Spartan Bioscience said Sunday that the concerns centre around the proprietary swab used in the test, but that the Health Canada report out Friday did not raise concerns about the accuracy of the test reagents and portable analyzer device.

The company said it would recall the 5,500 test shipped nationally and work on additional clinical studies to assess the sampling method and swab.

“Spartan will be working as quickly as possible to address the concerns and bring its test to market,” the company said in a statement.

Spartan declined an interview request.

Chief public health officer Dr. Theresa Tam said Sunday at a news conference that real-world trials of the test so far haven’t delivered necessary outcomes.

“While the Spartan system, or the device, performed very well in a laboratory setting, and along the specifications the manufacturer had provided, it was in the real-life setting, in the clinical setting, where it didn’t perform well.”
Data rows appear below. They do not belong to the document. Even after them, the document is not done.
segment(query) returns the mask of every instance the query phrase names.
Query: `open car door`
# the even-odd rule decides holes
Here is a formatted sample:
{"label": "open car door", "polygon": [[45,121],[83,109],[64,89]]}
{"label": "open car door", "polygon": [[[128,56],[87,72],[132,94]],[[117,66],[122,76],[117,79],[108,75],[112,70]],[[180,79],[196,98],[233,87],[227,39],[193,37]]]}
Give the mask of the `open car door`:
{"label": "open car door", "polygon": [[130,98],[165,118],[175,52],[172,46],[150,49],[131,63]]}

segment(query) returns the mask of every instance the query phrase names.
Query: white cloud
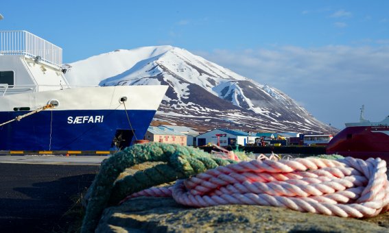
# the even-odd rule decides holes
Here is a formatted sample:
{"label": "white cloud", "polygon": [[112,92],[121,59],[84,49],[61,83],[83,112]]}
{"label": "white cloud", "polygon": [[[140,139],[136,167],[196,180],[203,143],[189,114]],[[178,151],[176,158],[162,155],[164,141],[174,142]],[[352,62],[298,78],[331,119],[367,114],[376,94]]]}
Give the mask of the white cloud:
{"label": "white cloud", "polygon": [[342,18],[342,17],[348,18],[348,17],[351,17],[352,15],[353,14],[351,14],[351,12],[346,12],[345,10],[340,10],[334,12],[329,16],[331,18]]}
{"label": "white cloud", "polygon": [[176,24],[178,25],[181,25],[181,26],[182,26],[182,25],[188,25],[189,23],[189,21],[187,21],[187,20],[182,20],[182,21],[180,21],[177,22]]}
{"label": "white cloud", "polygon": [[347,24],[346,23],[343,23],[343,22],[335,22],[335,23],[333,23],[333,25],[335,25],[335,27],[340,27],[340,28],[343,28],[343,27],[347,27]]}
{"label": "white cloud", "polygon": [[335,127],[357,121],[362,104],[371,121],[388,115],[389,46],[290,46],[195,53],[280,89]]}

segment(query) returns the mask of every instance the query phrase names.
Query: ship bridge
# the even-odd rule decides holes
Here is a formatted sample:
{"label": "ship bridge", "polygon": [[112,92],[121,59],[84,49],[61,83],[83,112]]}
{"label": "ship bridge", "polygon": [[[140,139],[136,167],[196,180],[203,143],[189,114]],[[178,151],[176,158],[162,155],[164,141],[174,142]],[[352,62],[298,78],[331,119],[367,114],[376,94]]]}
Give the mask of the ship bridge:
{"label": "ship bridge", "polygon": [[60,47],[26,31],[1,31],[0,40],[0,96],[69,88]]}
Tam said the recall won’t affect the national testing goal of 60,000 people a day, since that figure is based on systems already in use, but that it could affect the speed of further test increases and especially affect rural communities where local in-clinic tests would be especially useful.

Prime Minister Justin Trudeau said the federal government has moved to accelerate approvals for testing and other potentially life-saving measures, but also needs to be ready to respond quickly to new information.

“That is why we are being as nimble as we possibly can to respond to what’s working, to what perhaps isn’t working as well as we hoped that it would, and we will always need to adjust every step of the way as new information comes in on a daily basis through this pandemic, through this crisis.”

Health Canada says the product is restricted to research use only until adequate evidence of clinical performance can be provided.

The federal government announced it had approved the hand-held DNA analyzer on April 13.

The need for greater testing is widely acknowledged as key to understanding the true scope of COVID-19 infection in Canada, and how best to deploy suppression strategies.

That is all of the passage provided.